TORINO - Sarebbero bastati appena pochi centimetri di differenza e ora staremmo parlando dell’ennesima tragedia causata da chi, per un assurdo divertimento, lanciano sassi dai cavalcavia delle tangenziali. E invece, per sua fortuna, quel sasso di oltre due chili ha sfondato il tettuccio terminando la sua corsa dentro l’abitacolo del suo mezzo pesante con cui stava uscendo dalla tangenziale a velocità ridotta per andare verso l’Interporto Sito di Orbassano.

"HO VISTO DEI RAGAZZI" - Il sasso è stato lanciato dal cavalcavia di strada del Drosso. A raccontare quanto accaduto è stato lo stesso camionista, Arcangelo A. di 48 anni, al quotidiano La Stampa: «Ho visto dei ragazzi affacciati al parapetto. Credo fossero tre, al massimo quattro. Ricordo che avevano degli zaini sulle spalle. E accanto a loro c’erano delle biciclette». Non si è accorto subito di cosa fosse successo quando ha sentito il botto. Poi ha visto vetri ovunque nell’abitacolo e la tendina parasole rotta. Si è accostato e ha capito. Immediata la telefonata alla polizia stradale. «Mi avesse preso in testa, mi avrebbe sicuramente ammazzato». Si è anche girato verso il cavalcavia, ma quei ragazzi che aveva intravisto senza farci più di tanto caso non c’erano più.

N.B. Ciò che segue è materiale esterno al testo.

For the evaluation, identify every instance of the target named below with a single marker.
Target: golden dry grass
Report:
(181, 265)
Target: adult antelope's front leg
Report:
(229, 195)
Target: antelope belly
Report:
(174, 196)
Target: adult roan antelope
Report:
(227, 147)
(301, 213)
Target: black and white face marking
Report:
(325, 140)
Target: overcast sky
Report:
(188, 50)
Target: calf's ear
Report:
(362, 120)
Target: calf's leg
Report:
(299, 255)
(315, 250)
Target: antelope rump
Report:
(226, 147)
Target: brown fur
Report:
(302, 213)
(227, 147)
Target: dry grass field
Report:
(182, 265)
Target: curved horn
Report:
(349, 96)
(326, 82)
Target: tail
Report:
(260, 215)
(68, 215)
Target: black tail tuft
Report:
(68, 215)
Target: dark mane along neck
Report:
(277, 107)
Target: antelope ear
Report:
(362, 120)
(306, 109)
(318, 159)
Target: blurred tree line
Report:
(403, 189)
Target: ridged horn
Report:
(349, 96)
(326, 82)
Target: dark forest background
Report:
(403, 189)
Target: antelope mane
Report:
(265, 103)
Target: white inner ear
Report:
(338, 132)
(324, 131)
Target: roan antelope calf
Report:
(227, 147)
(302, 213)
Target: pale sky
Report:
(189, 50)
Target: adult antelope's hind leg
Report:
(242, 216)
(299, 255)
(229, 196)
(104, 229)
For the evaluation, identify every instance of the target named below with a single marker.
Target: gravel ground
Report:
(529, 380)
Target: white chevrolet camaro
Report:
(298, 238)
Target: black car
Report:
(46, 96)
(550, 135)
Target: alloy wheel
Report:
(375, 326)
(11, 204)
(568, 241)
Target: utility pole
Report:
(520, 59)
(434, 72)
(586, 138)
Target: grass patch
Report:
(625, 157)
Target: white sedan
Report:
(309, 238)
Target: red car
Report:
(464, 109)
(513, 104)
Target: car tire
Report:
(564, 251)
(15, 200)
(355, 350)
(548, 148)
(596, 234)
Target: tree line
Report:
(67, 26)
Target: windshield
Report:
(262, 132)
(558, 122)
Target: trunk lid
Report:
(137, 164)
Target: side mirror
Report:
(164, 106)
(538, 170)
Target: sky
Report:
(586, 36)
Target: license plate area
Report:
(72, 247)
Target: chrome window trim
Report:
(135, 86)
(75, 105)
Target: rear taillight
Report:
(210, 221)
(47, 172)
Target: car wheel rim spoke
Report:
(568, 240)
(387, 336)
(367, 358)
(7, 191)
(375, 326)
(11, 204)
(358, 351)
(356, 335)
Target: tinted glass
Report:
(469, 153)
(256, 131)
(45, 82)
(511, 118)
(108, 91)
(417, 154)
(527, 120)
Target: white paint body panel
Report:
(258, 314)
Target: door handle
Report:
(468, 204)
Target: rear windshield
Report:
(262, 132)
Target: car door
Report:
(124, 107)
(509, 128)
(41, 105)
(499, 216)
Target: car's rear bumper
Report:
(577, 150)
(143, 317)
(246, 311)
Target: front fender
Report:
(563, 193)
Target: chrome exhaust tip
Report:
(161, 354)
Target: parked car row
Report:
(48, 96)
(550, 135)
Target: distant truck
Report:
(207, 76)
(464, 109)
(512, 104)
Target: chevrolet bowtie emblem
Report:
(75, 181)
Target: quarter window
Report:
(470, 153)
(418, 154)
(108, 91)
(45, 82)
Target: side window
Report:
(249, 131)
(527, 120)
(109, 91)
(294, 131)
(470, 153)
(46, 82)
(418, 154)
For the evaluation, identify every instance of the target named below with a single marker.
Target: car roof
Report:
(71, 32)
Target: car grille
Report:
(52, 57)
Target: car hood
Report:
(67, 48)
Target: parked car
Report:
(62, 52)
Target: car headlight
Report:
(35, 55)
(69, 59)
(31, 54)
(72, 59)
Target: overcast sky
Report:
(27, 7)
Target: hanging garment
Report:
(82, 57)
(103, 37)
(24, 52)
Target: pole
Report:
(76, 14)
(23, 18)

TRAGEDIA SFIORATA - La denuncia fatta alla stradale è giunta in pochissimo in Procura ed è stata aperta un’indagine contro ignoti. «Spero che trovino quei ragazzi», dice ancora il quarantottenne a La Stampa, «che si rendano conto di quello che hanno combinato e soprattutto di cosa sarebbe potuto succedere. Hanno sfasciato il tetto di una motrice nuova di zecca, ma hanno rischiato molto di peggio. Di avere un morto, un marito e un padre, sulla coscienza. E tutto questo per cosa? Per una bravata. Talmente stupida da non poter essere raccontata gli amici».